Ce week-end, Elio Di Rupo a vécu un moment de solitude…

C’était lors de l’assemblée du parti consacré largement à la bonne gouvernance. Arrive la fameuse proposition sur le décumul intégral entre une fonction de parlementaire et une fonction exécutive communale (bourgmestre, échevin, président de CPAS). C’est le coeur du dispositif du parti pour tenter de mettre fin à l'hémorragie née de Publifin.

Et là, crac... 63% de militants votent contre. Et pas parce que ces militants sont conservateurs et qu’ils défendent leur député-bourgmestre envers et contre tout. Mais d’après ce qu’on sait parce que cela ne va pas assez loin. Je dis d’après ce qu’on sait parce la discussion autour de ce point a eu lieu à huis clos.

Et donc, d’après ce qu’on sait, la discussion a été animée puisque les militants ont reproché à l’équipe dirigeante du PS, Elio Di Rupo en tête, de se mettre la tête dans le sable. Et en effet, puisque l’idée du boulevard de l’empereur était de changer la loi. C’est-à-dire négocier avec des partenaires éventuellement pour la prochaine législature, bref le décumul risquait de ne pas voir le jour ou de le voir fort tard... pour les élections régionales et législative de 2024.

Les militants du PS ont rappelé un principe tout simple à Elio Di Rupo

Un principe élémentaire : la morale précède la loi.

La morale, c’est ce que l’on doit faire pour agir collectivement de manière juste ou bonne, c’est de l’ordre du devoir. Le droit a bien sûr son rôle à jouer dans cette affaire, mais d’abord et de manière première, c’est aux acteurs de respecter ce qu’ils estiment être les règles d’une conduite juste.

Autrement dit, si le PS pense que le décumul est bon, il doit s’imposer le décumul, c’est aussi simple que ça.

Et donc Elio Di Rupo se retrouve avec un problème sur les bras.
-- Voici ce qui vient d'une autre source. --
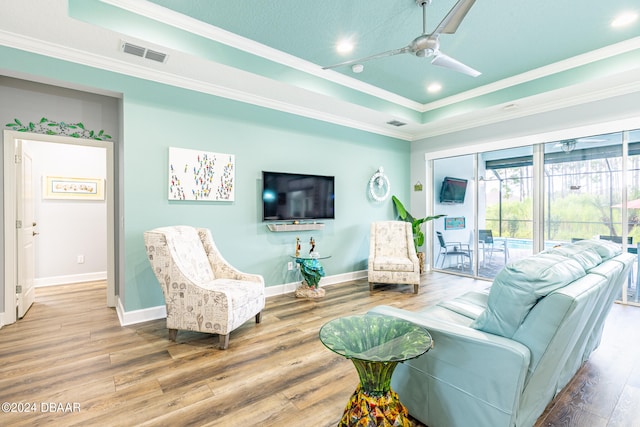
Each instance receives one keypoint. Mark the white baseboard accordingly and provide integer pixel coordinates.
(72, 278)
(160, 312)
(139, 316)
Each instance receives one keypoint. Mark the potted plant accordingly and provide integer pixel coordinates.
(416, 226)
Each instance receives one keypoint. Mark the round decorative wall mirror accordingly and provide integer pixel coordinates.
(379, 186)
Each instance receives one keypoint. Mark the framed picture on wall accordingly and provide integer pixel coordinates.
(454, 223)
(201, 175)
(58, 187)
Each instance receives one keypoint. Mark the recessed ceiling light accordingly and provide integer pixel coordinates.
(434, 88)
(624, 19)
(344, 46)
Car bien sûr, son entourage a rapidement fait savoir aux journalistes qu’il ne fallait pas y voir de problème, qu’Elio Di Rupo était maintenant plus fort pour imposer sa vision dans son parti et s’imposer face à la troupe de député-bourgmestres qui faisait de la résistance.

Et puis attention, nous dit-on, ce n’était pas un congrès statutaire en bonne et due forme, seulement un assemblée de militants.

Elio Di Rupo va donc devoir formuler une proposition plus tranchée. Voilà pour l’explication officielle.

Reste quand même la question de la loi et de la morale. Si le PS compte toujours passer par la loi, les chances de réussite sont minces. La N-VA, le VLD, le CD&V, le MR, le cdH ne veulent pas du décumul intégral.

Rapidement la question va se poser, le PS ne doit-il pas s’imposer ses propres règles sans tenir compte des autres.

Bien sûr, le PS risque de se retrouver déforcé pour les élections locales de 2018 et handicapé pour les élections générale de 2019. S'il y a bien une séquence ou le cumul député-bourgmestre risque d’être payant, c’est dans cette fusée électorale à double étage.

La morale précède la loi. C’est un beau principe, mais extrêmement difficile à tenir.